This post is part of a larger series on Oracle Access Manager 11g called Oracle Access Manager Academy. An index to the entire series with links to each of the separate posts is available.
I recently was working on one of my virtual environments that had three servers, which included OAM 11gR2PS2, though this could happen with pretty much any version of OAM. It started with my browser requesting a protected resource, and I was presented with the login page as expected, but after logging in I was issued a HTTP 404 right at the page I wanted to get to. So I ran a HTTP Trace and realized it was in an infinite loop that abruptly stopped. I was able to quickly get this fixed, but I know for many this can be very puzzling because it is very difficult to determine what the problem is even though it is pretty simple. If this has ever happened to you let me explain what is going on, how to fix it, and how to prevent this behavior along with other problems that can be a result of the root cause.
To get to the crux of it the root cause was that one of the system clocks of the OAM or the WebGate servers was out of sync. In my example one server was accidently on a different time zone, but this could very well happen if the clocks are out of sync by even a minute.
When the time is out of sync on a WebGate or OAM Server, the time stamp in the OAMAuthnCookie token is basically expired and thereby causes OAM to reject the token and redirect the browser back to the OAM server to get a new one, and again, and again, and again; hence the infinite loop.
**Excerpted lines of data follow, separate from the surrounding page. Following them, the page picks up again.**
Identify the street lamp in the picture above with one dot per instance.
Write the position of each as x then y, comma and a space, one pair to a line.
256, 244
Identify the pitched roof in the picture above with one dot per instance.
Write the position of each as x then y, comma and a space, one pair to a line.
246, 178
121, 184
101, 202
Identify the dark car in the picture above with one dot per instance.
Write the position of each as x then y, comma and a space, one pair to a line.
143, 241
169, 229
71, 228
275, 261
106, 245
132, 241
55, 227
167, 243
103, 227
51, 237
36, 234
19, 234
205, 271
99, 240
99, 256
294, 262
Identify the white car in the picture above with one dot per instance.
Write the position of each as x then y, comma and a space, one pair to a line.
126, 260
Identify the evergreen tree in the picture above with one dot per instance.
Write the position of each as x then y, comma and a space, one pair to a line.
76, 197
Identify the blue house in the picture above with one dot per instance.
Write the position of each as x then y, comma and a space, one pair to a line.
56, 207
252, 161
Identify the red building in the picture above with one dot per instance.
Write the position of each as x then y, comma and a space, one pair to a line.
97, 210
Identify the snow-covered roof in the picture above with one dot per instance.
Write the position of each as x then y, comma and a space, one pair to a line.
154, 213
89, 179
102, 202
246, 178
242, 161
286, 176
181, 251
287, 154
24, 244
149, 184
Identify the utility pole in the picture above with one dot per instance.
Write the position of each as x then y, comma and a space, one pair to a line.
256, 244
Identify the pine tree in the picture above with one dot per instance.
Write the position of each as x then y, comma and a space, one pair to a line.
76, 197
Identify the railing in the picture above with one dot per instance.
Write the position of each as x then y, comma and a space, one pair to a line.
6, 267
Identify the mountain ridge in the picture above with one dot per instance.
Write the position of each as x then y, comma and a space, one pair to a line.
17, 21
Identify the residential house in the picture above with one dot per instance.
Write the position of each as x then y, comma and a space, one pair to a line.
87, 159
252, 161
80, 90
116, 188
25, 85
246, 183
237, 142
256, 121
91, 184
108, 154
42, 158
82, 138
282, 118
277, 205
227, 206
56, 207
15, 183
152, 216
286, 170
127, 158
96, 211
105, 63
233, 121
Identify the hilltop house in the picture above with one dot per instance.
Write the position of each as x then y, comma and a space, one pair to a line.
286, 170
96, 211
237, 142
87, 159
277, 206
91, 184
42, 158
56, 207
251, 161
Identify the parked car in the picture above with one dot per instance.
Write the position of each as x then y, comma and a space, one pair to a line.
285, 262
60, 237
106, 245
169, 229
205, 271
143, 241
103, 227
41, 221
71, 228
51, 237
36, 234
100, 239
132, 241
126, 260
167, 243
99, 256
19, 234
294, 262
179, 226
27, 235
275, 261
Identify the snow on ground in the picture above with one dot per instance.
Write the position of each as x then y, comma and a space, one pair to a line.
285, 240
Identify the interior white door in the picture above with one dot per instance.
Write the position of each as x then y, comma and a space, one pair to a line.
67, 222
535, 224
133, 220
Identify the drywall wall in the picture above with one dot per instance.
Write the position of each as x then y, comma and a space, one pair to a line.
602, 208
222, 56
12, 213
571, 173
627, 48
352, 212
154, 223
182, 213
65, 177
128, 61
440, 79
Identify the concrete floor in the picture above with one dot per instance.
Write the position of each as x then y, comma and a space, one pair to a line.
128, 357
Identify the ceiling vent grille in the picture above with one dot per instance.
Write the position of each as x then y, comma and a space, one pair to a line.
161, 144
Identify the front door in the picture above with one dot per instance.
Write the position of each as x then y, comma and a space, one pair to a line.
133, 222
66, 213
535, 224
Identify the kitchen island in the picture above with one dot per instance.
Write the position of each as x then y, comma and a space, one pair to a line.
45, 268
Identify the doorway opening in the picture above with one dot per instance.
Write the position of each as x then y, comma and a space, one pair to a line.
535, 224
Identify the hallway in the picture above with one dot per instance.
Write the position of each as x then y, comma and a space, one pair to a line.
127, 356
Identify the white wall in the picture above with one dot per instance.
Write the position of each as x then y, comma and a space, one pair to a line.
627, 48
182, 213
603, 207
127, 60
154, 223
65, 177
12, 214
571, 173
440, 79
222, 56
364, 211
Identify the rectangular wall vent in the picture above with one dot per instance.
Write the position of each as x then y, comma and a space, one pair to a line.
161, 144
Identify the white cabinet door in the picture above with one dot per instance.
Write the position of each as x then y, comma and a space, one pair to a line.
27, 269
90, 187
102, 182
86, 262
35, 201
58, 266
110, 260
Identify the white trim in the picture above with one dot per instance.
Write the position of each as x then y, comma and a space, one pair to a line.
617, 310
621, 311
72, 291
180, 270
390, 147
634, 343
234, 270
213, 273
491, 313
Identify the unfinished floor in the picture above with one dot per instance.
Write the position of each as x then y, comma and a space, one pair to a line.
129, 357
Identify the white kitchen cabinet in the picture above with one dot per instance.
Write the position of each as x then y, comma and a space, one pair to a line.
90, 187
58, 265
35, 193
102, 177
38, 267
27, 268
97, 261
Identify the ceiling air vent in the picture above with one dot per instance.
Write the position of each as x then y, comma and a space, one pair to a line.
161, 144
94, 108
This fix is pretty simple. All that is required is to reset all the dates and time on the WebGate and OAM Servers to make sure they are all in sync within 60 seconds. It may require restarting the web server for the WebGates or the OAM Servers, but it is fairly painless to solve.
When the system clocks are out of sync on any of the WebGate or OAM Servers other odd behavior can bubble up such as:
Setting up NTP (Network Time Protocol) on all the WebGate and OAM Servers is one way to ensure the clocks are all in sync. Even if you would setup OAM for MDC (Multi Data Center) syncing the clocks across the data centers is critical. You may think that there is some product defect, but actually OAM is doing its job to be certain a rogue user is not replaying an old token in order to try and get in. Basically part of the SSO token in the OAMAuthnCookie contains a time stamp and the WebGates and OAM Servers pay very close attention to this time stamp because if it gets something that seems to look like it is old, OAM will automatically reject it; hence all the symptoms I described.